Deutschland hat noch zwei Jahre Zeit. Reicht das nicht?

Ich bin skeptisch. Auch weil in den Finanzämtern derzeit ein enormer Aderlass stattfindet. Viele Sachbearbeiter scheiden altersbedingt aus. Das erschwert die Sache noch zusätzlich.

"Die Ermittlungen sind schwierig"

Auf der HSBC-Liste sollen auch 2000 Kunden aus Deutschland stehen. Bisher ist aber wohl erst in 1000 Fällen ermittelt worden. Warum brauchen Steuerfahndung und Finanzämter so lange?

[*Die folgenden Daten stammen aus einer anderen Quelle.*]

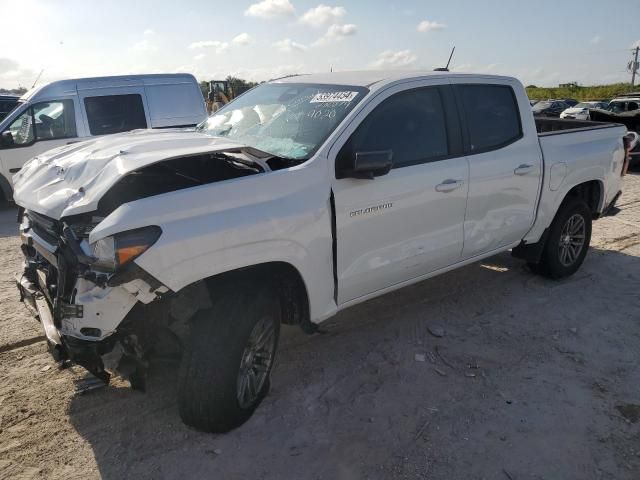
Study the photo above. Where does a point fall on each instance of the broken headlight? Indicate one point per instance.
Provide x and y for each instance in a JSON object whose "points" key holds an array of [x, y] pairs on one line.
{"points": [[117, 250]]}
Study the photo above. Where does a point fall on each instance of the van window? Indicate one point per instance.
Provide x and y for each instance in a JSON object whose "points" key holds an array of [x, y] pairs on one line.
{"points": [[493, 119], [54, 120], [115, 113], [411, 124], [44, 121]]}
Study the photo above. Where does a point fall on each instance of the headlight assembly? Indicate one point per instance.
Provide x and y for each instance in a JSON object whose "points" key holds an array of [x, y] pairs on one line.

Ich weiß nicht, wie verlässlich die Zahlen sind. Und es ist ja nicht so, dass alle, die auf der Liste sind, vor den Kadi müssen. Vielleicht haben einige von ihnen bereits eine Selbstanzeige gemacht. Hinzu kommt, dass die Listen oft nicht finanzamtstauglich sind. Die Datenübertragung ist lückenhaft, es werden Fantasienamen benutzt oder Nummernkonten. Die Finanzämter müssen deshalb in vielen Fällen erst einmal mühsam recherchieren, um wen es überhaupt geht. Fälle von Wirtschaftskriminalität sind aufwendig, die Täter sind intelligent. Das sehen Sie doch auch am Fall Hoeneß.

Aber der sitzt doch inzwischen in Haft.

Ja, aber die Anklage lautete auf das Hinterziehen von drei Millionen Euro an Steuern. Am ersten Verhandlungstag hat Hoeneß von sich aus auf 15 Millionen erhöht, am Ende waren es 28. Dabei hatte die Staatsanwaltschaft ein Jahr lang ermittelt und lag trotzdem gewaltig daneben. Da sehen Sie mal, wie schwierig das sein kann, vor allem wenn der Steuerhinterzieher und sein Anwalt mauern.

Im vergangenen Jahr hat es eine wahre Flut von Selbstanzeigen gegeben, seit Anfang dieses Jahres sind die Voraussetzungen für die Selbstanzeige erschwert worden. Werden die Steuerhinterzieher, die noch nicht erwischt worden sind, jetzt lieber pokern?

Für größere Fälle ist es seit Anfang des Jahres teurer geworden. Aber für viele Steuerhinterzieher ist das kein Argument, die Leute haben ja Geld. Was schwerer wiegt: Seit diesem Jahr muss man sich für zehn Jahre zurück ehrlich machen, um einer Bestrafung zu entgehen, vorher waren es in den meisten Fällen fünf Jahre. Man muss jetzt also für zehn Jahre rückwirkend eine korrekte und vollständige Selbstanzeige machen, um Straflosigkeit zu erreichen. Das ist nicht leicht. Man braucht Wochen, um die Daten für die vergangenen zehn Jahre zusammenzutragen. Schwieriger wird es noch, wenn Unterlagen im Ausland liegen. Oder wenn Kunden bei der HSBC oder anderen Banken in der Schweiz angekreuzt haben, dass sie gar keine Unterlagen haben wollen. Das rächt sich heute. Die Unterlagen im Nachhinein anzufertigen, ist teuer und dauert lange. Und wehe Sie vergessen etwas, dann ist es aus mit der Straflosigkeit. Jede neue Selbstanzeige ist ein großes Risiko und erfordert eine intensive Beratung.

Thomas Eigenthaler (56) ist gelernter Steuerinspektor und Steuerjurist. Jahrelang hat er ein Finanzamt in Stuttgart geleitet, bis er 2011 Chef der Deutschen Steuergewerkschaft (DSTG) geworden ist. Als stellvertretender Bundesvorsitzender gehört Eigenthaler auch zum Führungskreis des Deutschen Beamtenbunds (dbb). Die DSTG vertritt die Beamten und Angestellten in den Finanzämtern und anderen Steuerbehörden. Von den 110 000 Beschäftigten in der Steuerverwaltung sind über 70 000 in der Gewerkschaft organisiert. Die DSTG setzt sich für bessere Arbeitsbedingungen ein, meldet sich aber auch in steuerpolitischen Debatten zu Wort.